Tras el sismo de la noche del jueves y los daños masivos que generó en los estados de Oaxaca y Chiapas, los gobernadores de dichas entidades han hecho lo que deben hacer: tomarse cientos de fotos “evaluando los daños y ayudando a las familias”.

El gobernador no sólo es la figura del poder ejecutivo de un estado, sino que también es la representación en una sola persona de los poderes institucionales del Estado, es decir: si se toma una foto en un edificio derruido, si va a hacer una gira a varios países o… es fotografiado comprando en los mejores almacenes de Las Vegas, en buena medida todo el estado lo hace con y a través de él.

Después de que el presidencialismo dejara de funcionar, la gubernatura parece ser, más bien, tan solo un trampolín para los políticos que buscan “la grande” (la Presidencia) o que intentan estar cerca de los círculos cercanos al poder, con diputaciones, curules en el Senado o puestos altos en sus organismos partidistas.

El sexenio de Manuel Velasco termina en 2018, como el de muchos otros gobernadores, y su nombre suena más y más como uno que podría estar en las boletas presidenciales, a pesar de su pésima labor en Chiapas, de las sospechas de corrupción de su gobierno, el retraso generalizado que mantiene su estado o la violencia que fue permeando una entidad que se pensaba “blindada” por su larga tradición de resistencia.

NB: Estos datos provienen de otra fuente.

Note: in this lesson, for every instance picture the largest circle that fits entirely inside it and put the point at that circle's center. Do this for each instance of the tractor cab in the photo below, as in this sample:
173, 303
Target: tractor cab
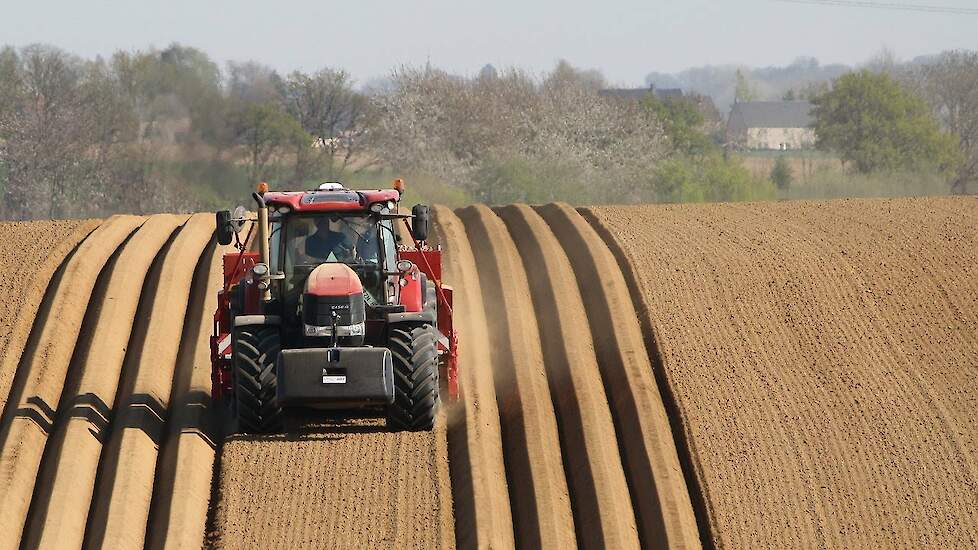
339, 309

El sismo del jueves, que cobró la vida de alrededor 15 personas en Chiapas y dejó daños millonarios, parece ser un espacio ideal para el espectáculo electoral y político en el que el gobernador Velasco Coelo tiene bastante práctica.

Ataviados con un chaleco verde chillón y gorra blanca, Anahí y Manuel Velasco “inspeccionaron” y ofrecieron su ayuda a los damnificados y deudos por el temblor. En una cobertura mediática y de redes extraña (porque no deja de aparecer la Primera dama chiapaneca abrazando o llorando con ellos), lo importante no parecen ser los afectados, sino cómo le afectan a Anahí las historias de los damnificados. (Vía: Guruchuirer)

Como era de esperarse, las redes se lanzaron contra ella, no como personaje dentro de una narrativa electoral, sino contra ella como mujer por el hecho de ser mujer (nada nuevo dentro de la cultura machista enquistada en las redes sociales). El papel que “juegan” muchas veces las parejas de los políticos, justamente es la de humanizar a sus parejas: como en un espejo, las telenovelas entre las que creció Anahí se reflejan en un conflicto electoral que, parece ser, será de los más disputados de la historia moderna de México.

¿No es tiempo de que, en lugar de atacar a alguien que hace un papel, critiquemos a quien construye la necesidad de ese mismo papel?